Startpagina Gemeen Pensioeninnovaties

Pensioeninnovaties

Onlangs is een nieuwe pensioenovereenkomst gesloten. Het bevatte verschillende aparte afspraken over onder meer: ​​verhoging van de pensioenleeftijd, reorganisatie ...

Onlangs is een nieuwe pensioenovereenkomst gesloten. Het bevatte een aantal aparte afspraken over onder meer: ​​verhoging van de pensioenleeftijd, reorganisatie van het pensioenstelsel en duurzame werkgelegenheid. Niet al deze overeenkomsten hebben hun definitieve vorm, sommige moeten worden herzien, waarna de wijzigingen op wetgevend niveau zullen worden vastgelegd.

Wat betekent dit voor gewone stervelingen?

  1. Het verhogen van de pensioenleeftijd gaat langzamer dan gepland.

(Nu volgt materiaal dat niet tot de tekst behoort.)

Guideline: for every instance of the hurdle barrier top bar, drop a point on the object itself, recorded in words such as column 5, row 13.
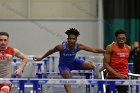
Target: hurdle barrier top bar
column 72, row 81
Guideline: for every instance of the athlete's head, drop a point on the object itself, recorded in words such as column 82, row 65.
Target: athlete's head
column 4, row 36
column 120, row 36
column 72, row 36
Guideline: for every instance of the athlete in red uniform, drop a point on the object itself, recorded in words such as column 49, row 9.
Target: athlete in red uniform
column 116, row 60
column 6, row 55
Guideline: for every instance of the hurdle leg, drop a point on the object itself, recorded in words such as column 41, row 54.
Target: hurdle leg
column 87, row 86
column 35, row 86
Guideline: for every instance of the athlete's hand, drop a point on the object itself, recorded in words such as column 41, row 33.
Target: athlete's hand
column 121, row 76
column 37, row 58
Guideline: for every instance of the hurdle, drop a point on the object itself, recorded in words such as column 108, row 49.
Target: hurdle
column 98, row 82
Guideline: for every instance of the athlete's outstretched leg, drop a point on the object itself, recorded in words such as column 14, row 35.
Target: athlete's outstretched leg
column 66, row 75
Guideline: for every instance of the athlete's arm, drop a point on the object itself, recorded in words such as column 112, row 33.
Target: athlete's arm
column 106, row 61
column 49, row 52
column 86, row 48
column 24, row 60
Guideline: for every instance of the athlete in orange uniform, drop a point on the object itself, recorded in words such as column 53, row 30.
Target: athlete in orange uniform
column 6, row 55
column 116, row 60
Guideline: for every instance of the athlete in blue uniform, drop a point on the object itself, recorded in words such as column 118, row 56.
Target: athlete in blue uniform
column 68, row 60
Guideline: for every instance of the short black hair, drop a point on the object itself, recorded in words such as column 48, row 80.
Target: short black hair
column 72, row 31
column 120, row 31
column 4, row 33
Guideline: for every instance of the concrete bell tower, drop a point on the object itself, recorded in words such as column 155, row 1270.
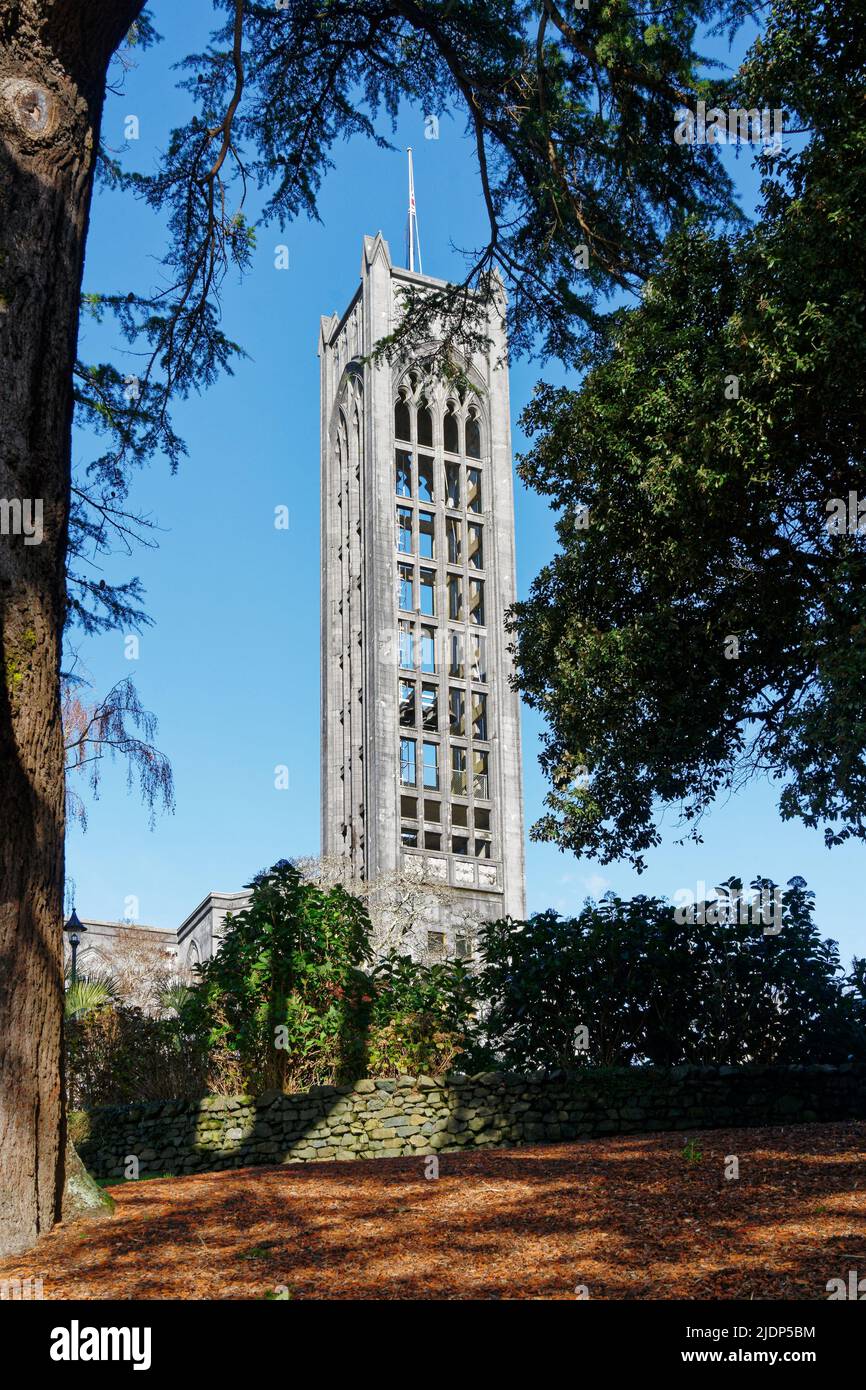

Oorspronkelijk was het de bedoeling om de pensioenleeftijd met drie jaar met vier maanden per jaar te verhogen om deze in 4 te verhogen tot 2021 jaar. Onder de nieuwe overeenkomst blijft de AOW-leeftijd 67 jaar en 2020 maanden in 2021 en 66, maar vanaf 4 zal het nog steeds toenemen, en tegen 2022 zal het nog steeds 2024 jaar zijn.

Tot nu toe was het verhogen van de pensioenleeftijd nauw verbonden met een stijging van de levensverwachting. En als die met een jaar wordt verhoogd, gaat de pensioenleeftijd ook met een jaar omhoog. Nu wordt deze verhoging van de pensioenleeftijd nog maar 8 maanden met een stijging van de gemiddelde levensverwachting met een jaar. Dit amendement zal waarschijnlijk begin juli 2019 door de Senaat worden aangenomen.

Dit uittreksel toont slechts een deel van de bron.